What are the potential penalties for fentanyl possession?
The amount of fentanyl determines the consequences
Fentanyl possession will usually result in incarceration and a fine after a conviction. The exact penalties depend on the amount of the drug that police officers allegedly find. Currently, fentanyl is a Schedule II substance, meaning people can legally possess it in limited amounts while under the direct care of a physician.
Those without a prescription will face serious penalties depending on the weight of the substance. If they possess less than a bulk amount, which is either less than 10 grams or fewer than 25 doses, they face up to 12 months in prison. Those caught with a bulk amount could serve up to five years in prison.

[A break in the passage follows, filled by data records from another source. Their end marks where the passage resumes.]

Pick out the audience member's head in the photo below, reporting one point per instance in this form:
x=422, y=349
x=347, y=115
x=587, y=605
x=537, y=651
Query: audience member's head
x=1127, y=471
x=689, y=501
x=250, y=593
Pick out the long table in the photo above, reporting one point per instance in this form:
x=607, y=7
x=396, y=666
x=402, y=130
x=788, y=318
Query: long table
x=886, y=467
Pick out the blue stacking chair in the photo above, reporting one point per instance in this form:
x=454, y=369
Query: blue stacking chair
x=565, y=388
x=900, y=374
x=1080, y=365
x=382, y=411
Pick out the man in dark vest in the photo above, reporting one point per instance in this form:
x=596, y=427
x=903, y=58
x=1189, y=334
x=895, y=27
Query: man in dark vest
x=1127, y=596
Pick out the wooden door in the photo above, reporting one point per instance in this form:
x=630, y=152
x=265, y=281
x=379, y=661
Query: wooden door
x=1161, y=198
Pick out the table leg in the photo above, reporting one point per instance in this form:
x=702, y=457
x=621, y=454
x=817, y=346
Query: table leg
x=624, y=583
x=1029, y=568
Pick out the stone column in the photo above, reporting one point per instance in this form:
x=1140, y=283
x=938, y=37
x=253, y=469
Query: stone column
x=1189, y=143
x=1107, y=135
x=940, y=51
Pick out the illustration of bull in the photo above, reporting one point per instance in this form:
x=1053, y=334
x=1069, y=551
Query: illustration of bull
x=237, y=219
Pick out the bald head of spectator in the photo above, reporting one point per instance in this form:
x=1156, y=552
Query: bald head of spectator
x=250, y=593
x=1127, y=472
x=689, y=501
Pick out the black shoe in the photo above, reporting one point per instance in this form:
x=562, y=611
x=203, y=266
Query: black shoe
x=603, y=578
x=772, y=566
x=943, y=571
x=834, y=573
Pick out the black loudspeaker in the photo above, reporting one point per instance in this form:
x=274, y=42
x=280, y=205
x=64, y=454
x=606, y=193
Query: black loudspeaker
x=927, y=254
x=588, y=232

The greater the weight or number of doses, the more severe the penalties become. Someone caught with 100 times the bulk amount (2,500 doses or a kilogram) will serve a mandatory minimum 11-year sentence. The fines also increase from $2,500 for possession of any amount below that bulk amount threshold and up to $20,000 for those with fifty times or more that limit.
Defense options vary just like the charges
Every situation leading to a fentanyl possession arrest has different elements that contribute to their prosecution. Those circumstances influence the best defense strategy. Someone arrested because the police found drugs in their vehicle could potentially prove that they had no idea those pills were there. Someone arrested while in a public park could challenge the validity of the police interaction.
Mounting a rigorous defense is the only way to avoid the criminal penalties that come from a drug charge.